In order to ensure that new (or changed) code does not break anything, there is an extensive test suite that is run to catch regressions during MariaDB Server development. Developers are expected to run the test suite locally and, after pushing the code to the remote repository, also check that the more extensive tests run on Travis CI and in particular Buildbot do not find any regressions either. However, sometimes developers are sloppy, make mistakes, don’t check the test results and in a hurry to just push their code change on the main branches, and then the test suite gives errors for everybody else from that point on. Ideally there should be some automatic mechanism that prevents code changes that cause failures.
In September 2015 GitHub announced a feature called “Protected branches”. As MariaDB development is done on GitHub, we have been wanting to use this feature. Due to reasons explained later in this article, we cannot quite yet switch it on, but we are quite close to being able to do so. Here is a summary of how the Protected Branches feature could work, and what still needs to be done to do so.
Unlike git repositories in general, the MariaDB Server git repository does not have a master branch. Instead there is a branch for each major version. Currently, major versions still maintained are from 5.5 to 10.2. New development is done on 10.3 which will become the next major release. These branches are the ones that should be protected. All bugfix and feature development branch off the major release branches, and they must always be flawless and pass the test suite, so that if a developer introduces an error in their new code, developers should be able to realize that their own change broke something when the test suite stops passing (turns from green to red).

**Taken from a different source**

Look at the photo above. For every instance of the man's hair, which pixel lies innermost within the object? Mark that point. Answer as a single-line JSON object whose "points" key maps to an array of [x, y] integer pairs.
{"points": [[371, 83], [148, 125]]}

In practice, if a developer has modified something on a branch that is protected and tries to push that to GitHub, it will look like this:
$ git push remote: error: GH006: Protected branch update failed for refs/heads/10.3. remote: error: Required status check "continuous-integration/travis-ci" is expected. To github.com:mariadb/server.git ! [remote rejected] 10.3 -> 10.3 (protected branch hook declined) error: failed to push some refs to 'firstname.lastname@example.org:mariadb/server.git'
Force pushes are disabled as well when branch protection is active:
$ git push -f remote: error: GH006: Protected branch update failed for refs/heads/10.3. remote: error: Cannot force-push to a protected branch To github.com:mariadb/server.git ! [remote rejected] 10.3 -> 10.3 (protected branch hook declined) error: failed to push some refs to 'email@example.com:mariadb/server.git'
GitHub will automatically prevent developers from pushing changes on a protected branch unless the test suite runs have passed. For MariaDB right now it means that the Travis CI run must have completed and passed without errors.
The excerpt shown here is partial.